Hofseite der Ruine von Schloss Schwarzburg, Wasserfarbe und Marker in S&B Beta.

Hofseite der Ruine von Schloss Schwarzburg, Wasserfarbe und Marker in S&B Beta.

Am Schloss laufen weiter Restaurierungsarbeiten, dass sie, wie eine Tafel verspricht, 2015 abgeschlossen sein sollen, halte ich für unwahrscheinlich. Auch ein endgültiges Nutzungskonzept soll es noch nicht geben.

Ich habe mich zum Zeichnen für das entschieden, was wohl einmal so etwas wie die Hofseite gewesen sein muss – für einen wirklichen Hof ist der Bergsporn eigentlich zu schmal. Das leuchtend orange Wandstück ist eine Farbprobe, ansonsten ergeben unterschiedliche Grade von Verfall und Vernagelung eine breite Palette an braun und grau, ergänzt durch die schon frisch gedeckten Schieferdächer.


Die letzten ihrer Art

Vier alte Herren beim Skat im Schlossberg-Hotel in Schwarzburg. Wasserfarbe und PITT-Pens in Stillman&Birn Beta.

Vier alte Herren beim Skat im Schlossberg-Hotel in Schwarzburg. Wasserfarbe und PITT-Pens in Stillman&Birn Beta.

Dieses Bild ist das einzige, was ich gleich vor Ort fertigstellen konnte – ich saß ja auch warm und gemütlich auf einem 100 Jahre alten Hotelsofa im Hotel „Schlossberg“ im Schwarzburg. („Setzen Sie sich ruhig auf das Kissen, sonst sinken Sie so tief ein.“)

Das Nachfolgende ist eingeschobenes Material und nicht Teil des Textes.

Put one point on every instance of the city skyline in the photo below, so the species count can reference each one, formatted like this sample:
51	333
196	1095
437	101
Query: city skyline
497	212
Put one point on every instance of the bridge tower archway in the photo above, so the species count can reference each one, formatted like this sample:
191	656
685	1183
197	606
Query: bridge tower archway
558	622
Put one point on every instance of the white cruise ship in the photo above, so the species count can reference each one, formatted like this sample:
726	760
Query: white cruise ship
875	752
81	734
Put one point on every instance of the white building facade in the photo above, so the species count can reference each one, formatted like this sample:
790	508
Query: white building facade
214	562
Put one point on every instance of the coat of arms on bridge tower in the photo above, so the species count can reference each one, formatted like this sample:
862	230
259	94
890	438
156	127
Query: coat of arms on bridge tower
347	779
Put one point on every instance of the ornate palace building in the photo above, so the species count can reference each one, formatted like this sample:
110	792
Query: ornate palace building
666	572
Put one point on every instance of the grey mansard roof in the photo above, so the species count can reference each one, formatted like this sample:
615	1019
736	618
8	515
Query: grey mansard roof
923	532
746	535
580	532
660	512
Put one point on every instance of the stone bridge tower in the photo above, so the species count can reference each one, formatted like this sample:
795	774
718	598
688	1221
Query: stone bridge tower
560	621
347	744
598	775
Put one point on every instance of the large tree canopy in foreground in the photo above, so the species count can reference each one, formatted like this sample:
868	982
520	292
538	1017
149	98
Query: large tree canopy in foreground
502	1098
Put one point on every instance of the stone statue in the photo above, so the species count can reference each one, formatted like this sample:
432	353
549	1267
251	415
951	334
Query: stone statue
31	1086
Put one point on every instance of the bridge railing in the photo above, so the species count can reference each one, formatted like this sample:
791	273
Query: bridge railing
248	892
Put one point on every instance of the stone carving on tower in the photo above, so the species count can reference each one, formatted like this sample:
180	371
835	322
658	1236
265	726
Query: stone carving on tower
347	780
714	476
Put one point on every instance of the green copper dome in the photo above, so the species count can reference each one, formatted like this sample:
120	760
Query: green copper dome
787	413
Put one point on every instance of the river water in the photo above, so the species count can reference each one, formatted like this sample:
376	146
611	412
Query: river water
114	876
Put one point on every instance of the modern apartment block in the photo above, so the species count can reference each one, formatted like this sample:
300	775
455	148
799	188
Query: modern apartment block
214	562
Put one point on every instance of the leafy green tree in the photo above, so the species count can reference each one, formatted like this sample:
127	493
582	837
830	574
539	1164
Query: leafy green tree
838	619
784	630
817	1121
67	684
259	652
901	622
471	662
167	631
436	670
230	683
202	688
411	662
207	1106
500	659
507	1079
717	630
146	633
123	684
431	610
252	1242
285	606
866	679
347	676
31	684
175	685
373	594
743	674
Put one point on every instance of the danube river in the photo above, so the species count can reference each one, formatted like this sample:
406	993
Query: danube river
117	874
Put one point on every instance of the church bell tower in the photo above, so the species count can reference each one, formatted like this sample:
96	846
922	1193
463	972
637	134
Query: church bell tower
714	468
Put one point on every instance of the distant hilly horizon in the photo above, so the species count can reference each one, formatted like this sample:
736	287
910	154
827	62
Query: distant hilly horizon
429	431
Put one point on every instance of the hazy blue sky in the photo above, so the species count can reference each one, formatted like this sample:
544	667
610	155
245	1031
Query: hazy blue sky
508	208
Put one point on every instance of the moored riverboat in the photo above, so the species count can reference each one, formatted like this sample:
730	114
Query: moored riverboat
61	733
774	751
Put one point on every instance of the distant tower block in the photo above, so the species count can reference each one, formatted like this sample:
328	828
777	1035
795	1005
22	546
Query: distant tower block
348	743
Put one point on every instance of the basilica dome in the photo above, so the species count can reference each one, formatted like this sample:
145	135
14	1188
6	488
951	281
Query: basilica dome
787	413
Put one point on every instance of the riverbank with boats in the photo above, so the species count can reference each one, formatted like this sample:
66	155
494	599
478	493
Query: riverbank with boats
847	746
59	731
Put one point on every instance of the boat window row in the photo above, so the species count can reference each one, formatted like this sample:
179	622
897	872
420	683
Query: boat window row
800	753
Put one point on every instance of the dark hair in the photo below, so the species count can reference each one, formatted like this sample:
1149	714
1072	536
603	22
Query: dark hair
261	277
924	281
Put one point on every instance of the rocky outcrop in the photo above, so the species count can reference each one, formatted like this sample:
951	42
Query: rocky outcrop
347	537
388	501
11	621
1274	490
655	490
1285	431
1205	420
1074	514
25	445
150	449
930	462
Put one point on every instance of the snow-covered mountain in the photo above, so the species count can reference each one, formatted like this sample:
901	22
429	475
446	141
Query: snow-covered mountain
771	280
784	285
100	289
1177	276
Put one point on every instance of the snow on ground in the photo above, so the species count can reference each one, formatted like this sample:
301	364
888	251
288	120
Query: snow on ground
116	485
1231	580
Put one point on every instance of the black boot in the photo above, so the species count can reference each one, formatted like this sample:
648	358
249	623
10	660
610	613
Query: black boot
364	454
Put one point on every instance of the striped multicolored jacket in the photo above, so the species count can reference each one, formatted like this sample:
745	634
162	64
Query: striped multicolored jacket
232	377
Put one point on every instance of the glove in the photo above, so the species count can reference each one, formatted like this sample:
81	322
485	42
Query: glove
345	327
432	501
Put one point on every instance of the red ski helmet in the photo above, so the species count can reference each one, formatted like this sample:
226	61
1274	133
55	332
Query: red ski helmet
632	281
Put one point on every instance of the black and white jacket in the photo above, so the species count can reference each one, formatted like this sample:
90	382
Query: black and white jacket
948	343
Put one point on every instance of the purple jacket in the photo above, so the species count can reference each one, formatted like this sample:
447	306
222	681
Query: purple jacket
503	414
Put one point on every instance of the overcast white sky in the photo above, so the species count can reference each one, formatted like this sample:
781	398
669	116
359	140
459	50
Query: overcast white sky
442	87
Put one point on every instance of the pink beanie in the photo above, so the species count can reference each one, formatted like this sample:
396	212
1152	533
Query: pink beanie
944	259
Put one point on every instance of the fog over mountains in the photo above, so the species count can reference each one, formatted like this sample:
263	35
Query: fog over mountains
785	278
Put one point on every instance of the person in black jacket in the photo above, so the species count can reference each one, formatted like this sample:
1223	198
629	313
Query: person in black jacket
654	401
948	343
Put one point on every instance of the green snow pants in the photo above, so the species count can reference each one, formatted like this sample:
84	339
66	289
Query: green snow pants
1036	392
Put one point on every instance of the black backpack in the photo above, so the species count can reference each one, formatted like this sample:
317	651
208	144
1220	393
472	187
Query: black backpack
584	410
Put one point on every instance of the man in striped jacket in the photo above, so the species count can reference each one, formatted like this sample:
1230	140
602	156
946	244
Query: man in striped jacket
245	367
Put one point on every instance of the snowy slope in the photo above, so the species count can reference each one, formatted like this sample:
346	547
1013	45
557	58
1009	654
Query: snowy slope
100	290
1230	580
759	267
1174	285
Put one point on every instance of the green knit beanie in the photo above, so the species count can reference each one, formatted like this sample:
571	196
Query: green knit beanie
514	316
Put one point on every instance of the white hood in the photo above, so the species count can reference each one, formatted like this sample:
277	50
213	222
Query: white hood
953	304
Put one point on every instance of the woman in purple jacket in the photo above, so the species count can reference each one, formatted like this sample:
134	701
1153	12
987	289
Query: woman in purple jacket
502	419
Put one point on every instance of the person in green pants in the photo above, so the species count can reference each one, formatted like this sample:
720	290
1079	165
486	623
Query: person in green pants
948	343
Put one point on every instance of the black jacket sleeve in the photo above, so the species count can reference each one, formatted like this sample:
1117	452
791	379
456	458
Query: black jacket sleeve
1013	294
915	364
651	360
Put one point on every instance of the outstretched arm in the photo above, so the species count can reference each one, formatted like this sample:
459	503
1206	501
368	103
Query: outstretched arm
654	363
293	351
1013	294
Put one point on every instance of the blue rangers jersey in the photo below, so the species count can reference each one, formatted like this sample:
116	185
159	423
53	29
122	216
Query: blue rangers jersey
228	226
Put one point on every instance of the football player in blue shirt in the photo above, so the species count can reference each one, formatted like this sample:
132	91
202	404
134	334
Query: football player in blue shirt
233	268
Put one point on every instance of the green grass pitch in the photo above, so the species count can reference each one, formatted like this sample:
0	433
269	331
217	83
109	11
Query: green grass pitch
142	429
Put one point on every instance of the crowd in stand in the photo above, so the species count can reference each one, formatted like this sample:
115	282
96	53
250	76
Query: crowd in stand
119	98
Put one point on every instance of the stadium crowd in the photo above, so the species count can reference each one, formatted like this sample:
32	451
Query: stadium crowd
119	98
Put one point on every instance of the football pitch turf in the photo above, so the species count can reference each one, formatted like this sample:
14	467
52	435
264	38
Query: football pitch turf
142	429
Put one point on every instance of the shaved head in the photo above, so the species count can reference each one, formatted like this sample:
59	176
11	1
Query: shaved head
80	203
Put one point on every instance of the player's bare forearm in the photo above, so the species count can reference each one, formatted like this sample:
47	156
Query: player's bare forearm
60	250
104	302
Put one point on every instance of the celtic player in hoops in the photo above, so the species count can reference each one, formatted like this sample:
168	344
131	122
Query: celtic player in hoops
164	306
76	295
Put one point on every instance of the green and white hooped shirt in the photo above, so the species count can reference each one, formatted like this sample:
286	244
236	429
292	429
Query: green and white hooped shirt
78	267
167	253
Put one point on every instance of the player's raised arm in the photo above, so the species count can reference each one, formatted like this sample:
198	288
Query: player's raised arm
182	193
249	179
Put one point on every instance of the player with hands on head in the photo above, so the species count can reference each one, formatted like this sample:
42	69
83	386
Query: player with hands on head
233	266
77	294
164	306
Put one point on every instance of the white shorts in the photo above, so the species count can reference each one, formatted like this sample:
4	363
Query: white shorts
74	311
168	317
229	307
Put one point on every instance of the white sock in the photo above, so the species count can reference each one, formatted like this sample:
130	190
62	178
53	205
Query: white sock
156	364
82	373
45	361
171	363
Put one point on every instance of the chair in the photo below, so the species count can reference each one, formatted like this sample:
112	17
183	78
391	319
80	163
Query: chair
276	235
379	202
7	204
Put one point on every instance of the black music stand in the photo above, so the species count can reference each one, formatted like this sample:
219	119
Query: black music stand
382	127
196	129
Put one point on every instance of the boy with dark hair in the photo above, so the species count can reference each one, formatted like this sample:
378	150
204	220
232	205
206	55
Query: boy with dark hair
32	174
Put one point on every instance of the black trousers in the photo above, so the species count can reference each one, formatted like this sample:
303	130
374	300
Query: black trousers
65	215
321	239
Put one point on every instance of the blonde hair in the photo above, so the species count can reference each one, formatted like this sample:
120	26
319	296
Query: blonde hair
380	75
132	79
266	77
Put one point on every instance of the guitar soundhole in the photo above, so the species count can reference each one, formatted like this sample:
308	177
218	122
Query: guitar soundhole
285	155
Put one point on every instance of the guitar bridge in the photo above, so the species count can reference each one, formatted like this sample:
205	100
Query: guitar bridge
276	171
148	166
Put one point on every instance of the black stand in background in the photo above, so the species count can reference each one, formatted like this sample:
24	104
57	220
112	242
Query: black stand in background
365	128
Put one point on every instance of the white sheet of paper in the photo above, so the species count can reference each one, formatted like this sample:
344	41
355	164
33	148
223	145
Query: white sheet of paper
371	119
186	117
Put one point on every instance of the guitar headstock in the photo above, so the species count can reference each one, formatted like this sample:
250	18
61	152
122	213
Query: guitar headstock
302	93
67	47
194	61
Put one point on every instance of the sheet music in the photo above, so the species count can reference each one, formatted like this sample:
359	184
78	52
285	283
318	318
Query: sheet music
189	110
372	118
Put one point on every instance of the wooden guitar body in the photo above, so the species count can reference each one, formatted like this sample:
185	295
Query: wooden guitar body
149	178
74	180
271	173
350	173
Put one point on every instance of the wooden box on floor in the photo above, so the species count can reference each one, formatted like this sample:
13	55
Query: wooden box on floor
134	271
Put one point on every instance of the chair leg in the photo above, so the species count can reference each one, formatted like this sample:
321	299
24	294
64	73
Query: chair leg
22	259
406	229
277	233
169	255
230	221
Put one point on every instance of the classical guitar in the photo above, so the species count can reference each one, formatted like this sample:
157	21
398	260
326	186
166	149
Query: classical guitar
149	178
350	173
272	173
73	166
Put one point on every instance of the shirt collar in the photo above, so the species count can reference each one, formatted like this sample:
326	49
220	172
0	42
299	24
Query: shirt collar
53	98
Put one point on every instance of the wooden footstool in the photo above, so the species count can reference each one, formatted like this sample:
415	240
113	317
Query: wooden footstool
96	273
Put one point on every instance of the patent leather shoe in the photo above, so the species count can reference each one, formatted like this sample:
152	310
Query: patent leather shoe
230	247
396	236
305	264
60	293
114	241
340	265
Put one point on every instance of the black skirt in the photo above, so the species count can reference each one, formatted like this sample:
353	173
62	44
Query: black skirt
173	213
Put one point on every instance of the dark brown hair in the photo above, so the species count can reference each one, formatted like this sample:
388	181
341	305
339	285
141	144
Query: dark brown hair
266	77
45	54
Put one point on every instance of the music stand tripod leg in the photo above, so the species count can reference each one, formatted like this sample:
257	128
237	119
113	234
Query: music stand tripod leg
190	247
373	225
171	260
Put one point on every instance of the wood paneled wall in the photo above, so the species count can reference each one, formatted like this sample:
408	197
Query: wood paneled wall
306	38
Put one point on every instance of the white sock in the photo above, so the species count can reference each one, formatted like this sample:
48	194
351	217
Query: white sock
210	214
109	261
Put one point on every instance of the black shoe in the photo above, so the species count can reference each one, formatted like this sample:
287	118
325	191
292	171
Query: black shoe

Schwarzburg, etwas oberhalb von Rudolstadt im Schwarzatal gelegen, war im 19.Jh. ein beliebter Urlaubsort, und in den fetten Jahren vor dem ersten Weltkrieg entstanden dort wahre Hotelpaläste, in Fachwerk und Schindeln gekleidete Schönheiten mit Türmchen und Erkerchen und Buntglasfenstern. Da die Zeitläufte ihnen gnädig waren, stehen die meisten bis heute unverändert, allerdings oft genug vernagelt und unsaniert.

Das Hotel „Schlossberg“, in das es mich verschlagen hatte, wird von dem mittlerweile über 70jährigen Inhaberpaar allein geführt. Die Zimmer sind ein auf DDR-Standard, das mag vermutlich nicht jeder, doch das gesamte Ambiente, die hervorragende Hausmannskost und vor allem die tiefe Herzlichkeit der beiden alten Leute gehören zu den Erlebnissen, um derentwillen sich eine solche Fußwanderung lohnt.

Während ich beim Mittagessen saß, trafen vier alte Herren zur Skatrunde ein – vielleicht waren sie einmal Apotheker, Oberförster und Hauptbuchhalter gewesen, jedenfalls schienen sie ebenso die letzten ihrer Art wie das Inhaberpaar zu sein.